When estimating and executing a project, it is important to have a good view on effort and scope. In order to do so you need to have a metric that you can use to measure these. For effort it is obvious, man days, man hours, man weeks will be your unit. Often, the same units are used for scope as well. In Earned Value Analysis you have something called a budgeted man-day (or budgeted dollar) which is used to define both scope as estimated effort. Your actual man-day’s or dollars will then tell you how much you really had to spend in order to achieve a budgeted manday or dollar. In this setup, estimated effort and scope are treated as one. Personally I find that confusing, since the same unit of measurement is used for two entities. Another drawback is that you are expected to come up with pretty precise man-day estimates even for the smallest items. That means a lot of estimating to be done up front, and the relevance and accuracy of man-day estimates for small items a long time before they are implemented is questionable.
Of course this one of the reasons why the Agile community came up with the concept of story points. I must admit I needed a while before I learned to appreciate the story point. Initially I found it too abstract, and I had difficulty in relating it to budget. My reasoning went as follows: It is nice to have a project estimate in story points, but you can’t go to your project sponsor or CFO and tell him that this project is going to cost 750 story points. Senior stakeholders need a dollar figure in order for them to calculate a ROI on the project to see if it makes sense. So at the end of the day you still need to convert your story point estimate to man-days and dollars, and if that is the case, then why bother with story point estimating at all? It just seemed making estimating unnecessarily complex.  So up until a few years ago, I did all my estimates in man-days and use Earned Value Analysis to track progress.
But more recently I realized that the good thing about story points is that it can be used as a measure of scope, independent of effort. The two are related of course through the concept of velocity (story points per sprint), but they are separate entities that have their own measurement unit and can be estimated separately. This means that a team can have discussions on the contents of a user story or epic without thinking about the effort. They can decide on whether user story A is larger or smaller than user story B and as a result they assign more or less story points. There are several ways of doing this (planning poker and comparing with a baseline user story, or sorting the user stories by size and give the smallest one a value of 1 and then go up the Fibonacci series). Once all user stories and epics are estimated in story points at the beginning of the project, and many functional and technical issues have been addressed during the estimation process, putting a man day figure on the project as a whole becomes a lot easier. I explicitly consider the story point estimate as a measure of scope, because I can then also track it separately from effort. As experience learns, there are cheap story points and expensive story points.
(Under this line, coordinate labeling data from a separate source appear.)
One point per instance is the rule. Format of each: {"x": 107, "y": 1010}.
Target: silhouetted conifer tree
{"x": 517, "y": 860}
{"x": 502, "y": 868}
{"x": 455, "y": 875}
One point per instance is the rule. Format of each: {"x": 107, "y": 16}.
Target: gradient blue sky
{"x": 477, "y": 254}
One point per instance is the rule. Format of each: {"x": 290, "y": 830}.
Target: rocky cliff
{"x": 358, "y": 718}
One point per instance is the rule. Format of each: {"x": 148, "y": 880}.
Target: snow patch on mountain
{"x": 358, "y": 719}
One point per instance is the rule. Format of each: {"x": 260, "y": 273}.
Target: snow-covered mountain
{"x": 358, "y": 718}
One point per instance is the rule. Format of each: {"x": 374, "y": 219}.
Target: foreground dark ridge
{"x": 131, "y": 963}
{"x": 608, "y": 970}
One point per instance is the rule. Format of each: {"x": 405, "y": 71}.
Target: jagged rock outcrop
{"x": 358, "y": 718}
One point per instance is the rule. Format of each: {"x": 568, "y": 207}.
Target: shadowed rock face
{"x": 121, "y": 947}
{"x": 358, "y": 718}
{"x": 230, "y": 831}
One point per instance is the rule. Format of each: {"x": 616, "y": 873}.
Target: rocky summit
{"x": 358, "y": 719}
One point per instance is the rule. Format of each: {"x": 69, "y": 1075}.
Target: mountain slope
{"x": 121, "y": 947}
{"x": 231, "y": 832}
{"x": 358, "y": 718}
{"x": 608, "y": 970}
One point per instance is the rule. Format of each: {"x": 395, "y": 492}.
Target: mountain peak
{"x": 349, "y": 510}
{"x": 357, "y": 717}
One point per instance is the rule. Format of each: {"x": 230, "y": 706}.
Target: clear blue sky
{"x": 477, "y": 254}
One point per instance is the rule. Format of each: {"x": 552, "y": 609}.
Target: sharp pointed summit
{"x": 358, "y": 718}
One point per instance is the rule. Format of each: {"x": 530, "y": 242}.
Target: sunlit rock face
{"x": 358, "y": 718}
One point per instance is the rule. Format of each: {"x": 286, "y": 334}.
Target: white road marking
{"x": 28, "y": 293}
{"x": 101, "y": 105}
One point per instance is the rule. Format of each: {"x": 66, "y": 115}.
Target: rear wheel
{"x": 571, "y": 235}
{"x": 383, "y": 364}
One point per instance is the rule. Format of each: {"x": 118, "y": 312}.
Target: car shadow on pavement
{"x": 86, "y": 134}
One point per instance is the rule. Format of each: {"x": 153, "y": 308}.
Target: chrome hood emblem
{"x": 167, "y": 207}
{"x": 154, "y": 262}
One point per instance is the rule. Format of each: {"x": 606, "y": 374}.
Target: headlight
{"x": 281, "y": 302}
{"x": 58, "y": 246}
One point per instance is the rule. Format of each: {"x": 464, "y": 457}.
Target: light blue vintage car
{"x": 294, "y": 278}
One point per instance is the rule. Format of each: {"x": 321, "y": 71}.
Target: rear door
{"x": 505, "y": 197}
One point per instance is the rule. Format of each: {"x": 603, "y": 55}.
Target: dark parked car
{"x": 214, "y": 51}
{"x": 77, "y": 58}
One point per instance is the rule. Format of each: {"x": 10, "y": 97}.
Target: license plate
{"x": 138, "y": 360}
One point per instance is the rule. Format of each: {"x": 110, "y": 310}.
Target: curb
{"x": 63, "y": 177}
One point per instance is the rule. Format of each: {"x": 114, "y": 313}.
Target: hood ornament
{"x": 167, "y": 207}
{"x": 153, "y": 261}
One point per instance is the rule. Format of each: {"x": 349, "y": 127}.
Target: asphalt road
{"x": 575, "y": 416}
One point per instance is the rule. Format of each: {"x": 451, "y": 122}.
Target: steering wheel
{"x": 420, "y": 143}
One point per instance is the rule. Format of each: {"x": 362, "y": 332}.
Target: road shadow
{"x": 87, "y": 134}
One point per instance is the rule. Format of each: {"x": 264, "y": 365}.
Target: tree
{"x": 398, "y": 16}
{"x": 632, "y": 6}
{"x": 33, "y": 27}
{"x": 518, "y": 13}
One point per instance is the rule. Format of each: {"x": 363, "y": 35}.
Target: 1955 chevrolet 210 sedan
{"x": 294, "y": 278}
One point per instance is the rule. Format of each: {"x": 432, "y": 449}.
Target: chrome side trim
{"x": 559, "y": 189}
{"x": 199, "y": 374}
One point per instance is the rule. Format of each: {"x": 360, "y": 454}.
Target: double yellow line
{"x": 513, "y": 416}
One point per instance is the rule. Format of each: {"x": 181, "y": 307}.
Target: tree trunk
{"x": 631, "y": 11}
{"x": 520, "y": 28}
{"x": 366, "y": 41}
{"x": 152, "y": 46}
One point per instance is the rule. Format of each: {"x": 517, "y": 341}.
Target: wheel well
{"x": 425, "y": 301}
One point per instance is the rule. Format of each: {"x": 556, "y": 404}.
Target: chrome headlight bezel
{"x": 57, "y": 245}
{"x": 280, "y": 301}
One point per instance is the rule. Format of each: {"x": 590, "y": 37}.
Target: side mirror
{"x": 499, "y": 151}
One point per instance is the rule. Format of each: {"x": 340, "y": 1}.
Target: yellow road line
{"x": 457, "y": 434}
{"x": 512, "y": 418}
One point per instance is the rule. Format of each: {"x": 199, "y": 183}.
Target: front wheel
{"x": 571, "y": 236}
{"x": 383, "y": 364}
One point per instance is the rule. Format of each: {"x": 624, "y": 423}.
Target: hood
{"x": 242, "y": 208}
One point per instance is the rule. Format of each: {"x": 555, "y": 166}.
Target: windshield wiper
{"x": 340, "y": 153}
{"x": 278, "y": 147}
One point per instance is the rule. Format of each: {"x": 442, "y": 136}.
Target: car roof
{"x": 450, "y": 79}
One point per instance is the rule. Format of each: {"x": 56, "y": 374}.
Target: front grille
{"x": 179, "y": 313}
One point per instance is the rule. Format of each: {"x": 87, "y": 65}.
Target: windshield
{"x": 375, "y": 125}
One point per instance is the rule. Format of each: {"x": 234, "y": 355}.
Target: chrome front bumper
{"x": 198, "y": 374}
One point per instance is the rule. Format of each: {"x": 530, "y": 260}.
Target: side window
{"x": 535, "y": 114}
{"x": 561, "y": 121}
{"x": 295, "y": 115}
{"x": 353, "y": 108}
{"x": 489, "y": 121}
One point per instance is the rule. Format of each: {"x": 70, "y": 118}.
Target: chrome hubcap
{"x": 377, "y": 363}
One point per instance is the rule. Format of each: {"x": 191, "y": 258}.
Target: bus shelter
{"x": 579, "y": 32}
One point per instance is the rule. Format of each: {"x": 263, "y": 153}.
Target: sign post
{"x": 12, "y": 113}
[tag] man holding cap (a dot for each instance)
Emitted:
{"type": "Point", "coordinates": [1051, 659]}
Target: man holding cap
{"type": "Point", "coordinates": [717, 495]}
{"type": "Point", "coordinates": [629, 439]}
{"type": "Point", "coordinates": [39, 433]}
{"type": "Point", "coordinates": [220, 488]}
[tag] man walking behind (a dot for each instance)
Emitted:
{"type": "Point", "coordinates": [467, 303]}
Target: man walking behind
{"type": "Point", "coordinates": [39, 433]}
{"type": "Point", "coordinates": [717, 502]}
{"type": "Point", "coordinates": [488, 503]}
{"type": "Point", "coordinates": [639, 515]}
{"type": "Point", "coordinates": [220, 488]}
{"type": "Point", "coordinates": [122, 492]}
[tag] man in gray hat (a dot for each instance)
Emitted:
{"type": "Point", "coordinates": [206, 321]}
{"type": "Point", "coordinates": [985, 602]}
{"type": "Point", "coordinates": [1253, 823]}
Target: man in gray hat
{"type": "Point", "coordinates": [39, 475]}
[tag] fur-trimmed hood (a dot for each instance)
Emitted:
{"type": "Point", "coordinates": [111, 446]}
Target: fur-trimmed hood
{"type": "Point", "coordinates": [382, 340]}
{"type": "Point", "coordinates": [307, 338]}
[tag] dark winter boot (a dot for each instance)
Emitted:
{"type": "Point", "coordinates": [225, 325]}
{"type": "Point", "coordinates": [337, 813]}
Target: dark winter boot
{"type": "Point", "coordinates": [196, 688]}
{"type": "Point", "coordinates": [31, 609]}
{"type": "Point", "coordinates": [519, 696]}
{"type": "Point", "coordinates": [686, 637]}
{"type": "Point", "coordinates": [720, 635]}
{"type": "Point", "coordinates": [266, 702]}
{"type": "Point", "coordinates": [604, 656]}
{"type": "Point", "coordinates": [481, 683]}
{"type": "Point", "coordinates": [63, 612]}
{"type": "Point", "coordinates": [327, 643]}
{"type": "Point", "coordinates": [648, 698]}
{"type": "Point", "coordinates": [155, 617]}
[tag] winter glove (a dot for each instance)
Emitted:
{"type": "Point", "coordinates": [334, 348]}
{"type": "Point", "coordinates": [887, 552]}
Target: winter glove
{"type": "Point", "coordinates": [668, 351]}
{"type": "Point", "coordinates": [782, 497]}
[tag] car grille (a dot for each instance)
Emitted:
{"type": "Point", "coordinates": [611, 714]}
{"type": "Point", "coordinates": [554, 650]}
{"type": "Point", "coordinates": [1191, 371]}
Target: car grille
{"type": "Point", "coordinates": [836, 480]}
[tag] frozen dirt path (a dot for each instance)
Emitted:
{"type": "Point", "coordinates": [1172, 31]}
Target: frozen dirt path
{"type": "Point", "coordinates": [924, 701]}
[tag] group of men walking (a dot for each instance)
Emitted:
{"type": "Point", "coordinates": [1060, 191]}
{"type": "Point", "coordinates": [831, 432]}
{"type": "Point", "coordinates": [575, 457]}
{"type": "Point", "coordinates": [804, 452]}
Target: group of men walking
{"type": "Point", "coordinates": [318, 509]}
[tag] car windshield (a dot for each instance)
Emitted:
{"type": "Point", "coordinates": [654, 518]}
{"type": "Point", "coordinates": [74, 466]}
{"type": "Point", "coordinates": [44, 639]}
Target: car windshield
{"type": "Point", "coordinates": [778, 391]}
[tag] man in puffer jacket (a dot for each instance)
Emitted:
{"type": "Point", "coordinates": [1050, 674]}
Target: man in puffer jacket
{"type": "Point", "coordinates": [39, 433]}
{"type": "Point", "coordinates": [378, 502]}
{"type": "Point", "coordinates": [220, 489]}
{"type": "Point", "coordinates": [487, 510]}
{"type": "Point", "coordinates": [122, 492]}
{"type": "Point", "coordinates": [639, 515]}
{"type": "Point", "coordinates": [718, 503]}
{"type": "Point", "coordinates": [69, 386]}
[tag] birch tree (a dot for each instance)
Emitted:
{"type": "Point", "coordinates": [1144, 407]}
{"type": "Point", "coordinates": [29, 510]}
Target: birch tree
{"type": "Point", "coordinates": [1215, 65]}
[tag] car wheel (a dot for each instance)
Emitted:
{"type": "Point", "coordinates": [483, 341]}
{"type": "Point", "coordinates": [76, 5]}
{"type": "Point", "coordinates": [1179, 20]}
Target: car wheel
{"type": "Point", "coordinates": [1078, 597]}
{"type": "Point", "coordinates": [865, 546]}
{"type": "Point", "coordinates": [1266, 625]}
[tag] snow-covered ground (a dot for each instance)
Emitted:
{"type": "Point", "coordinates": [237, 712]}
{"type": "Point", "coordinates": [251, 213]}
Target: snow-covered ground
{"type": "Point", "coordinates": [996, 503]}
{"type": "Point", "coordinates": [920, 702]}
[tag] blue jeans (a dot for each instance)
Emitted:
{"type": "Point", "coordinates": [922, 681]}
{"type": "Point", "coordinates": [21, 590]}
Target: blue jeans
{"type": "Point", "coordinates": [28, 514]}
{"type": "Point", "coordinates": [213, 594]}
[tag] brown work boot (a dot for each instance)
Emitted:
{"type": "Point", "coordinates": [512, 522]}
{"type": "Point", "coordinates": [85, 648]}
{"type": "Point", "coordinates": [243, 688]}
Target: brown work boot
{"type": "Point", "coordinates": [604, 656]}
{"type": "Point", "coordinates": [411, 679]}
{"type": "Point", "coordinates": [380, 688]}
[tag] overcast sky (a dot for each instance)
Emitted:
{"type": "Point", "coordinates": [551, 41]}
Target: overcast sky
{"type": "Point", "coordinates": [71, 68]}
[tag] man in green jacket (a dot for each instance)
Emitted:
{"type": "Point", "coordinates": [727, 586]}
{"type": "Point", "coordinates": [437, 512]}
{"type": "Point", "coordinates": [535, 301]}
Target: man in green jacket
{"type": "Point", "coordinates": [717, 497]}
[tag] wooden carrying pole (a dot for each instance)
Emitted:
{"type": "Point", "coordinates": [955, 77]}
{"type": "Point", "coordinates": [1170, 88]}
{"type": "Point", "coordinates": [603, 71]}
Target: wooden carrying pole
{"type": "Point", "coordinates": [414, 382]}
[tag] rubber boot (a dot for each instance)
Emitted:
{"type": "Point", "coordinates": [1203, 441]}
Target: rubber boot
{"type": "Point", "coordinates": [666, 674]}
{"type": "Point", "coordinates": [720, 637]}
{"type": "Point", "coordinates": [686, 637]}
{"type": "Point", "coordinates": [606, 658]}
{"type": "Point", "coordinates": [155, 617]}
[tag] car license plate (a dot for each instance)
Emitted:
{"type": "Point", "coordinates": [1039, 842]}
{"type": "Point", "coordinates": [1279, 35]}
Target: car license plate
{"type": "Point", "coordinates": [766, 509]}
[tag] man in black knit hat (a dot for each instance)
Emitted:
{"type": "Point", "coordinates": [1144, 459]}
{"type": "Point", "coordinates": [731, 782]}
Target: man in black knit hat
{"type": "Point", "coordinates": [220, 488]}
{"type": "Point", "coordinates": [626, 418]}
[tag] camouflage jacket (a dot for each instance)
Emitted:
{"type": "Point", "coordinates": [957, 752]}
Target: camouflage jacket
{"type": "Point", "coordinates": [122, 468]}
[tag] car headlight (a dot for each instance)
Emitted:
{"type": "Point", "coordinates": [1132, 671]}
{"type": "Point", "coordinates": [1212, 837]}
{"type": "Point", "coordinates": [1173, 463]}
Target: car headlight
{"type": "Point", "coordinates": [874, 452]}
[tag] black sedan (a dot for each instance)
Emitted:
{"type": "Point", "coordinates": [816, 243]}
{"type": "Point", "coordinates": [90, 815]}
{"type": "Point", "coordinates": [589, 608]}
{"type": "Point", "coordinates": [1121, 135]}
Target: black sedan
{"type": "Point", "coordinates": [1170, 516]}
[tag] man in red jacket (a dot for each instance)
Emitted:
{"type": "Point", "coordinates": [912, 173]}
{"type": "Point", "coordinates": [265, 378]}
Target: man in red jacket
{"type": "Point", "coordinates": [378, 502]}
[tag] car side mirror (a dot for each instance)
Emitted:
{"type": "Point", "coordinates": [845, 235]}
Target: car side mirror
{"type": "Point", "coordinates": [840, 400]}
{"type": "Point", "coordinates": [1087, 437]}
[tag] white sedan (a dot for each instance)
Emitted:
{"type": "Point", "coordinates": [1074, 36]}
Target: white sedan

Over the whole project you will average out a certain velocity, but some user stories that have a low estimate in story points will turn out to be expensive in actual effort, and some large user stories will come in pretty cheap. That’s just a consequence of not knowing everything up front and unforeseen events that impact the actual effort. In other words, you will tend to overestimate some user stories and underestimate some others, and you will encounter team members falling sick or leaving or on the contrary maybe feeling more productive than usually. This means that the relationship between scope size and actual effort is a statistical one, not a deterministic one. On average you will achieve a certain velocity but for an individual user story you may either achieve that velocity, or go faster or slower. That will depend on the things you didn’t know when estimating the story and circumstances you encounter while you are implementing it, both of which you don’t have under control at the start of the project.
In Earned Value Analysis, this would come up as some budgeted man-days being cheaper in actual man-days than other budgeted man-days. Again, I just find that confusing. I prefer to work in story points nowadays. If we add a new user story, we only consider its size relative to the ones we already have on the backlog. If we are not entirely sure, we assign more points to incorporate the risk. We don’t bother with getting a precise man-day estimate. After adding a new story, our scope has increased with some points and our project burn-up chart will tell us if the total scope is still feasible within the allocated budget and schedule or that we have to remove something.
All fine and well, but as I said previously, CFO’s don’t care about story points when the time is there to assess projects on their potential ROI. So how do we go from story points to man-days and dollars? If you have an existing team with an established velocity this is straightforward. Just divide the amount of story points they estimated through their velocity and you end up with the amount of sprints. From there it is easy to get to man-days and then via their daily rates to dollars. If you have a newly composed team with still unknown velocity, you can approach this in several ways.
The first is to let the team establish  an initial value for the velocity. Let them take a few user stories again, of different sizes and try to estimate these in man-days. Then compare the results to the story points of those user stories. Continue with this until the man-day estimates for these stories are more or less in line with the story point estimates i.e. a 1 point story results in an X days estimate, a 5 point story results in more or less a 5X days estimate. That should give you an indication of story points per man-day. That you can translate to an initial velocity and total project man-days and dollars.
Another approach is from a resourcing perspective. You can ask the team the question, how much time would this entire project take us, and which team composition would we need for it, based on the information we learned estimating the initial user stories and epics? The result will be a man-day estimate for the entire project, and you can work your way back to an initial velocity.
Or you can let them plan the first sprint based on what they think is realistic and take that as your initial velocity. Again just divide the amount of story points through this initial velocity and from there go to man-days and dollars.

Friday, February 15, 2013

Bug tracking and monitoring


Developers make bugs. There’s nothing you can do about it. So in order to deliver a high quality project the key is to find them and fix them. That means you need a view on how much bugs have been found vs. how much are potentially in the already developed code, and you need a view on how much of these have been solved. If you don’t have a clear view on either of these parameters at all times during your project, your project has an unknown quality. That means that your schedule and budget are becoming unreliable, since you don’t know how much time and money you still need to spend on bug fixing.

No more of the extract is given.